La théorie peut prendre de l’avance sur la pratique dans certaines des lectures de Dark Mirrors, aidée par l’urgence de l’auteur à faire référence à une gamme de commentaires culturels dans les essais. Mais c’est aussi une force de l’écriture et les citations fournies dans les notes orientent le lecteur vers une riche mine de lectures complémentaires. L’intellectualisation est payante lorsque la présence de la théorisation diminue, lui permettant de rester en arrière-plan et de donner lieu à un examen attentif des photographies individuelles.

La meilleure écriture de Wolukau-Wanambwa surgit lorsque le vecteur de la photographie s’éloigne des photofabrications et du conceptualisme.

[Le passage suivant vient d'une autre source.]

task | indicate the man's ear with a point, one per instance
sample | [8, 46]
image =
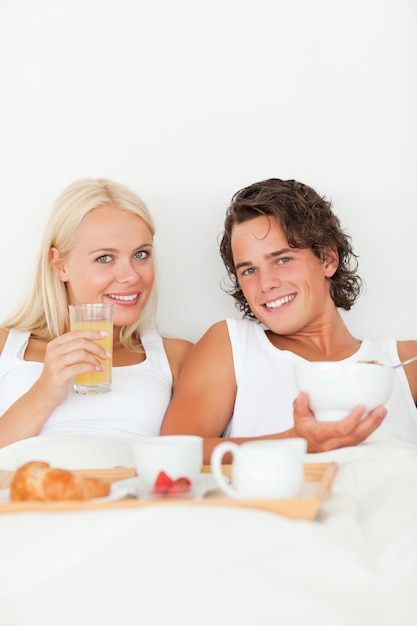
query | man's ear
[57, 264]
[331, 261]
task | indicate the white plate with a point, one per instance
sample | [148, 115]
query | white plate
[134, 487]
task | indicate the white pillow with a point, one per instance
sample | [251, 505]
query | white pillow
[66, 452]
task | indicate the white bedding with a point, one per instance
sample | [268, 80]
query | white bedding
[354, 566]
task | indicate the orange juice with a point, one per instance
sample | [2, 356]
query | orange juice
[95, 382]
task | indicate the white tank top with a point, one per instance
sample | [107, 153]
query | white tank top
[266, 385]
[134, 408]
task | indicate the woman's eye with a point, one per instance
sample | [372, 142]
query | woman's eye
[105, 258]
[142, 254]
[248, 271]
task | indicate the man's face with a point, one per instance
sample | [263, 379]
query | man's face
[287, 289]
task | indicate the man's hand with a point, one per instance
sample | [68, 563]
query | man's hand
[323, 436]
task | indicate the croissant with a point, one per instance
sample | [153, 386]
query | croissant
[36, 480]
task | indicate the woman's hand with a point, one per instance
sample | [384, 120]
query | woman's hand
[323, 436]
[67, 356]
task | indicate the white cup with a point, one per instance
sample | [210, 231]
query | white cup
[176, 455]
[262, 469]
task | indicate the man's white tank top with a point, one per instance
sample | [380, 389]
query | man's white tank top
[134, 408]
[266, 385]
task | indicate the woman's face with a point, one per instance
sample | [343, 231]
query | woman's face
[111, 261]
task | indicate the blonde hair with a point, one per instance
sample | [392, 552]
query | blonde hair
[44, 310]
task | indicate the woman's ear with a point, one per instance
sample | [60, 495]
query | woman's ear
[331, 261]
[57, 264]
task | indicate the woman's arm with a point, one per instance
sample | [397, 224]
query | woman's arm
[64, 357]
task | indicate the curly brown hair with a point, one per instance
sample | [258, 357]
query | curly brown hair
[307, 220]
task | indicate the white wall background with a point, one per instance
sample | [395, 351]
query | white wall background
[187, 101]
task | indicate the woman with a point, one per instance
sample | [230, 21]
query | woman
[97, 247]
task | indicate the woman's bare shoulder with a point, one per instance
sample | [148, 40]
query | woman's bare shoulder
[3, 336]
[407, 348]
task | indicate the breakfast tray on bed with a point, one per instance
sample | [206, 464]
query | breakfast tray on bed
[318, 478]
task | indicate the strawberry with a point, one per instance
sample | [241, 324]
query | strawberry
[162, 484]
[181, 485]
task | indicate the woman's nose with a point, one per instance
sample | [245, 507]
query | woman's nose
[126, 272]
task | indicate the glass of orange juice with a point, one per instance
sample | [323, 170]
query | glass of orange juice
[94, 317]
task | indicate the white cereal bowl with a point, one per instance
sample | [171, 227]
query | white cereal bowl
[334, 388]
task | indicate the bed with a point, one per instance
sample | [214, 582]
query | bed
[354, 565]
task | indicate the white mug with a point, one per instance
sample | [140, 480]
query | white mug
[176, 455]
[262, 469]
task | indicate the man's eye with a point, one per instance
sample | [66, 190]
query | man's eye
[248, 271]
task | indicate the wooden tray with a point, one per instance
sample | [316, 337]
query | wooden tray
[317, 482]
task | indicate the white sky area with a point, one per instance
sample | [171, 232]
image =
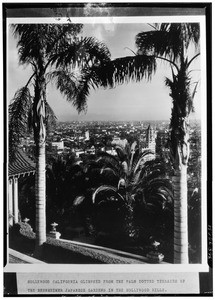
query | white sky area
[146, 100]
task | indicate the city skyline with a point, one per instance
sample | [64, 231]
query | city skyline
[146, 100]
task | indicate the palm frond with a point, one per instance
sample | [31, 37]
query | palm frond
[86, 51]
[112, 73]
[159, 43]
[78, 200]
[51, 118]
[18, 118]
[38, 42]
[168, 39]
[103, 188]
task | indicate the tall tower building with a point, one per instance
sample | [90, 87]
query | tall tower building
[150, 138]
[87, 135]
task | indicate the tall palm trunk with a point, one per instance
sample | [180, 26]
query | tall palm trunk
[40, 196]
[180, 194]
[180, 216]
[40, 184]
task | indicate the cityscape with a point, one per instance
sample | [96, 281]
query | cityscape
[121, 184]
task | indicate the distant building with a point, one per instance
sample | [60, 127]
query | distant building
[150, 143]
[87, 135]
[59, 145]
[120, 142]
[150, 138]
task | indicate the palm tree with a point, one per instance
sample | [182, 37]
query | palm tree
[177, 44]
[119, 177]
[42, 47]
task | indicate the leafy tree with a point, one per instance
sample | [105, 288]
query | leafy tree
[52, 51]
[172, 43]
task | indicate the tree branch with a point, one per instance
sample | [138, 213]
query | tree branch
[192, 59]
[171, 62]
[30, 79]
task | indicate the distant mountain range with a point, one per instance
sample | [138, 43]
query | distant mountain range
[108, 117]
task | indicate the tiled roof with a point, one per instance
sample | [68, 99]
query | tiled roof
[21, 165]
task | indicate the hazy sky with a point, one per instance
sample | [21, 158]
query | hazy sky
[133, 101]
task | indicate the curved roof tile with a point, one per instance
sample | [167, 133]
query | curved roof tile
[21, 165]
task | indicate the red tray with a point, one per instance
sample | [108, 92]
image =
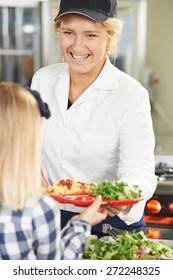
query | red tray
[84, 200]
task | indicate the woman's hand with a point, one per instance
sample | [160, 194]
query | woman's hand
[44, 182]
[113, 211]
[93, 214]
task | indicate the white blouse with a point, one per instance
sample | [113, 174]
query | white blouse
[106, 134]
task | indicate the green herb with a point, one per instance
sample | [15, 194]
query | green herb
[128, 246]
[116, 190]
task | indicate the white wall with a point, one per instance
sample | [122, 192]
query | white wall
[159, 57]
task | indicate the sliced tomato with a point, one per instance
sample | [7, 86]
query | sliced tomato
[67, 183]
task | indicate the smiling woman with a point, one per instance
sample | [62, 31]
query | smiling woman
[101, 126]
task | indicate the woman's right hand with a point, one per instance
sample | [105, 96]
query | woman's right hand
[44, 182]
[94, 213]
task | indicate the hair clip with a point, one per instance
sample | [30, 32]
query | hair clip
[44, 109]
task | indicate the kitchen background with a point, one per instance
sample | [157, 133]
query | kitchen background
[28, 42]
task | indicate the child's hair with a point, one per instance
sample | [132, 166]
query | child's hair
[20, 123]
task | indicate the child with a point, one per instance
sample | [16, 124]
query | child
[29, 220]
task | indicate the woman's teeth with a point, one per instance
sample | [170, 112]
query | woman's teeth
[80, 57]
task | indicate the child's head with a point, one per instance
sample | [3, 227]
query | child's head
[20, 123]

Dans le cas d’Anonymous, Modesto (2012) de Katy Grannan, ce ne sont pas seulement ses portraits, où la force de caractère cohabite avec la fragilité et la rupture, mais leur forme esthétique qui incarne la crise américaine. Il explique de manière convaincante comment « la lumière dans ces portraits génère une pression omniprésente et proportionnelle au calcul complexe de la survie quotidienne dans une économie d’obsolescence ».  Revisitant A Kind of Rapture (1998) de Robert Bergman. Les portraits de Bergman sont justement valorisés pour la sublime intensité poétique avec laquelle ils articulent la subjectivité humaine. Wolukau-Wanambwa est éloquent lorsqu’il discute des portraits de Kristine Potter déresponsabilisant l’homme blanc américain dans Manifest (2018).

Les seize essais compilés dans Dark Mirrors ne sont jamais introvertis ou bornés, travaillant comme ils le font pour situer et refigurer audacieusement le visuel dans l’immensité de la vie contemporaine et ils présentent une acuité qui en fait une lecture précieuse.

Sean Sheehan

Dark Mirrors, par Stanley Wolukau-Wanambwa, est publié par Mack Books.